Johnny Depp stars in a real-life courtroom drama where he is suing a British tabloid, The Sun, for libel.
Depp arrived in London on Tuesday to face The Sun's publisher, News Group Newspapers (NGN) and its executive editor, Dan Wootton, in court, over an article which called him a "wife beater," and referred to "overwhelming evidence" that he attacked his former wife, Amber Heard, during their relationship.
The "Pirates of the Caribbean" actor vehemently denies NGN's claims.
According to NGN's opening arguments, it was revealed that the "Aquaman" actress had raised new allegations that have not been made public.
The actress reportedly asked for the allegation to be heard in private because of its "horrific nature."
According to the publisher's lawyers, it is an allegation that has never been raised before "nor made anywhere in the last four years since this story has been blasted across publication after publication since the breakdown of their relationship in 2016."
NGN's lawyers even went on to call Heard's allegations against Depp a "catalog of brutality."
"They include prolonged acts of violence, such as repeated punching and slapping, being grabbed by the throat, being dragged across the floor by her hair," they continued, "Having her lip punched so hard it splattered blood on the wall, a broken or busted nose and so on."
The 57-year-old and his model-actress wife met on the set of "The Rum Diary" in 2011 and married in February 2015. The two divorced in 2017 and is currently accusing one another of abuse.
In a written outline of Depp's case, his attorney, David Sherborne, said that The Sun's articles were full of "defamatory allegations of the utmost seriousness" against the actor who was accused of committing serious assaults on Heard, which "inflicted such serious injuries that she feared for her life."
"The articles amount to a full-scale attack on the claimant as a 'wife beater,' guilty of the most horrendous physical abuse."
However, it's not just Johnny Depp in court, as Amber Heard also arrived on Tuesday, and the two will be seeing each other face-to-face.
The former couple is expected to provide evidence at the three-week trial, with one of the first trials held in person since the country started lifting its coronavirus lockdown.
The legal proceedings were spread all over several courtrooms to allow social distancing.
The trial is said to amount to millions with costs in lawyers' fees and court facilities.

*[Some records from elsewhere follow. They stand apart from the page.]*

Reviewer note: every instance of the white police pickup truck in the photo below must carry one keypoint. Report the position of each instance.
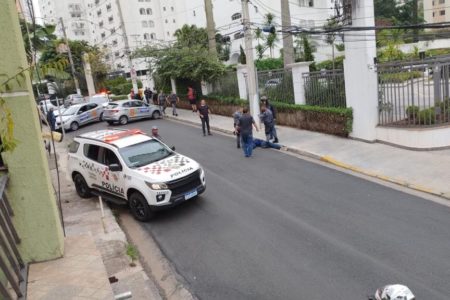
(128, 166)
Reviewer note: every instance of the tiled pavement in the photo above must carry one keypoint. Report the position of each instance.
(80, 274)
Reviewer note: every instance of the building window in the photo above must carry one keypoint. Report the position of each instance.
(306, 3)
(236, 16)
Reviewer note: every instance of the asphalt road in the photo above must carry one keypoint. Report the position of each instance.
(274, 226)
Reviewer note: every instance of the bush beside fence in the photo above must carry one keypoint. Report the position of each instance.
(330, 120)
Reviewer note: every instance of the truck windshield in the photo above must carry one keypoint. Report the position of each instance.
(144, 153)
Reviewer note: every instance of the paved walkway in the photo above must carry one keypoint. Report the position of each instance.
(426, 171)
(95, 250)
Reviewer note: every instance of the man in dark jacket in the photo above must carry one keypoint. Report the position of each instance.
(273, 133)
(51, 119)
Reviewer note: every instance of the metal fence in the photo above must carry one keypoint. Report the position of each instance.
(414, 93)
(276, 85)
(12, 267)
(325, 88)
(227, 85)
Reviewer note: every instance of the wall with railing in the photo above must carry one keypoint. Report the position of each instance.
(414, 94)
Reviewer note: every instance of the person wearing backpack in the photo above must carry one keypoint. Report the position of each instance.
(192, 97)
(203, 112)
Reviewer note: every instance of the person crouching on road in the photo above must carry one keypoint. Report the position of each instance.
(162, 102)
(267, 118)
(203, 112)
(155, 133)
(237, 114)
(173, 99)
(265, 102)
(246, 124)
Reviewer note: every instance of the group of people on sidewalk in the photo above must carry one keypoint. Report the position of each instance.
(244, 124)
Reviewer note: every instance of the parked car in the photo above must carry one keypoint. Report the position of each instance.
(79, 114)
(123, 111)
(100, 99)
(45, 105)
(127, 166)
(74, 99)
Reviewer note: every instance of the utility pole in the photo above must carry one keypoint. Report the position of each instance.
(248, 37)
(127, 49)
(288, 42)
(77, 85)
(210, 27)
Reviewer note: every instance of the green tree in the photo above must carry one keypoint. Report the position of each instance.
(271, 38)
(40, 36)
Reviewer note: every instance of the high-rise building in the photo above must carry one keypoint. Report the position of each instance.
(436, 11)
(148, 22)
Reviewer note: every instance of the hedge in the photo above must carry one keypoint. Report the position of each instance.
(330, 120)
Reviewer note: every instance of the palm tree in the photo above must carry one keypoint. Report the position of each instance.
(260, 49)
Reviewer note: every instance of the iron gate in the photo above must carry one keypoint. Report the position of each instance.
(11, 264)
(414, 93)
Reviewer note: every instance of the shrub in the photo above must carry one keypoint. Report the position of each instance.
(427, 116)
(412, 111)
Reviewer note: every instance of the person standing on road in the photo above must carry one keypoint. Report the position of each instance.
(173, 99)
(51, 119)
(267, 118)
(192, 97)
(265, 102)
(203, 112)
(162, 102)
(148, 95)
(237, 114)
(246, 124)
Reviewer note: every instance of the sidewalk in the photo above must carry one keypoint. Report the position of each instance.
(95, 252)
(425, 171)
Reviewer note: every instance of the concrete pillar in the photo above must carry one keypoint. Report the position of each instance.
(173, 85)
(297, 79)
(361, 85)
(29, 190)
(88, 74)
(241, 73)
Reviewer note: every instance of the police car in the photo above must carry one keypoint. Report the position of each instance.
(123, 111)
(77, 115)
(128, 166)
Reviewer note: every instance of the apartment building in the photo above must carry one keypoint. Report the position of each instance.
(436, 11)
(150, 22)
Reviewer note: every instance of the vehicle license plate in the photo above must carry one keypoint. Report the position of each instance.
(190, 195)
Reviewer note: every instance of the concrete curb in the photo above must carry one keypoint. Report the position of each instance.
(332, 161)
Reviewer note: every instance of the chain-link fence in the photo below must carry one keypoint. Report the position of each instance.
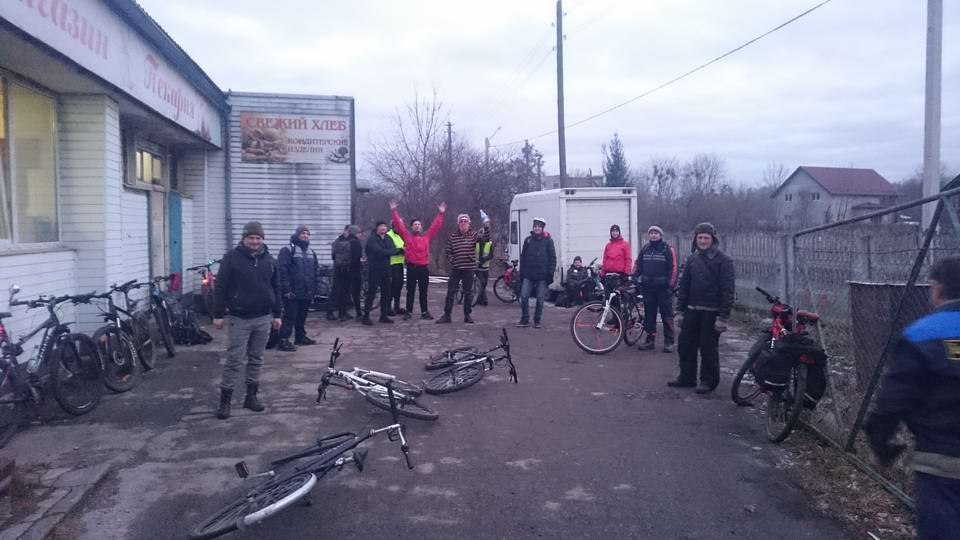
(866, 277)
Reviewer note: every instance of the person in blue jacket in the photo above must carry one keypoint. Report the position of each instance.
(922, 389)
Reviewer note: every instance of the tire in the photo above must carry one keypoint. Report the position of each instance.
(12, 409)
(455, 379)
(503, 292)
(398, 385)
(783, 408)
(634, 324)
(449, 357)
(77, 374)
(405, 407)
(585, 333)
(120, 370)
(254, 507)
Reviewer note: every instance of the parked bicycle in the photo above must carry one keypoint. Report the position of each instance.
(66, 364)
(372, 386)
(465, 367)
(785, 400)
(598, 327)
(208, 281)
(291, 479)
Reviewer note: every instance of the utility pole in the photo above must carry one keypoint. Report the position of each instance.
(931, 109)
(561, 133)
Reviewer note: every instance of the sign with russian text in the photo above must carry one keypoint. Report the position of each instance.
(285, 138)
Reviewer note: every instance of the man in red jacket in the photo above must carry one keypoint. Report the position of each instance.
(416, 245)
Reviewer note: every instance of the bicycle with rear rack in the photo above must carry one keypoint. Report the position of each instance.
(372, 386)
(208, 281)
(784, 401)
(465, 367)
(291, 478)
(66, 363)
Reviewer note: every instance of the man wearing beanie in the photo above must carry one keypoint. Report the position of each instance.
(298, 268)
(657, 271)
(704, 300)
(249, 286)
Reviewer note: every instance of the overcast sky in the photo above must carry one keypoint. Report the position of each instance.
(843, 86)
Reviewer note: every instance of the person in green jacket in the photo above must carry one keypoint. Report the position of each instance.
(396, 272)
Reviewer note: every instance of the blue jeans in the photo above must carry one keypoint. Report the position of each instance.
(525, 289)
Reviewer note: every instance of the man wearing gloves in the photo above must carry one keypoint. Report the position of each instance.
(705, 298)
(247, 284)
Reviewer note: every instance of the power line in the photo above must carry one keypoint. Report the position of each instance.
(676, 79)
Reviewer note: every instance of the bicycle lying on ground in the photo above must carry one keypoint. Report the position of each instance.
(66, 362)
(598, 327)
(288, 482)
(464, 367)
(372, 386)
(786, 399)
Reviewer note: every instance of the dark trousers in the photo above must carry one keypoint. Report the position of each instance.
(453, 286)
(418, 278)
(294, 318)
(698, 335)
(396, 281)
(938, 506)
(378, 281)
(483, 274)
(658, 299)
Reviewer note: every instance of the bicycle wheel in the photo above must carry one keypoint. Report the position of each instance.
(398, 385)
(256, 506)
(783, 408)
(449, 357)
(452, 380)
(633, 324)
(120, 370)
(503, 292)
(586, 334)
(12, 407)
(406, 406)
(77, 374)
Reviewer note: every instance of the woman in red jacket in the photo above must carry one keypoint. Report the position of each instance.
(616, 255)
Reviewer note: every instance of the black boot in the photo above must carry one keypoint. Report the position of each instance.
(251, 402)
(223, 412)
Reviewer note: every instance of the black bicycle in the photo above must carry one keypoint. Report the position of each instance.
(66, 363)
(288, 482)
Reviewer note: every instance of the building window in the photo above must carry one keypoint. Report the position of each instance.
(28, 166)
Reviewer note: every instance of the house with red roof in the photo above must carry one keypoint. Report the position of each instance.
(817, 195)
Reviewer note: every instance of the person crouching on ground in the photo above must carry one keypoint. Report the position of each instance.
(298, 268)
(704, 300)
(247, 285)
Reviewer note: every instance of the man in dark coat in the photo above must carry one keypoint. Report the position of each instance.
(704, 300)
(538, 262)
(922, 389)
(247, 285)
(298, 271)
(379, 250)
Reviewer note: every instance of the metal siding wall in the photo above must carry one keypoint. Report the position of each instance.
(283, 196)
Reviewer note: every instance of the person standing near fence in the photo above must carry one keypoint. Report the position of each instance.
(417, 246)
(248, 284)
(657, 271)
(704, 300)
(298, 268)
(922, 389)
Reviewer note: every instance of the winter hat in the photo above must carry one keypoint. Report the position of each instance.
(253, 228)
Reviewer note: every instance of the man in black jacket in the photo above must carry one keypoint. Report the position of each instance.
(705, 298)
(247, 285)
(379, 250)
(538, 262)
(298, 270)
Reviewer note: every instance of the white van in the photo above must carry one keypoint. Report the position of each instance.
(578, 220)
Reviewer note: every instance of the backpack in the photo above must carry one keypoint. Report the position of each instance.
(341, 253)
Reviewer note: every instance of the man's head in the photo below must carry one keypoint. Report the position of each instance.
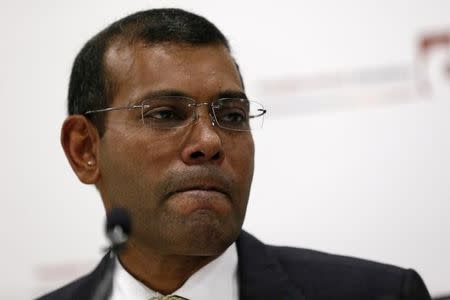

Johnny Depp's former partners, Winona Ryder and Vanessa Paradis, are said to be witnesses and are expected to give their evidence.
In the pre-trial witness statement, Paradis described Depp as "kind" and "non-violent."
Ryder, on the other hand, said she couldn't "wrap my head" around Heard's accusations that Johnny Depp was abusive.
According to Emily Cox, an expert in defamation cases, she told The Guardian that this is a critical case for the actor as his whole career is at risk and his reputation and standing among his fans.
"The stakes for Depp are high: Hollywood has ignored and sanctioned some despicable behavior by celebrities in the past, but a new wind is blowing through Tinseltown and society as a whole. It is likely to be crucial for Depp that he clears his name."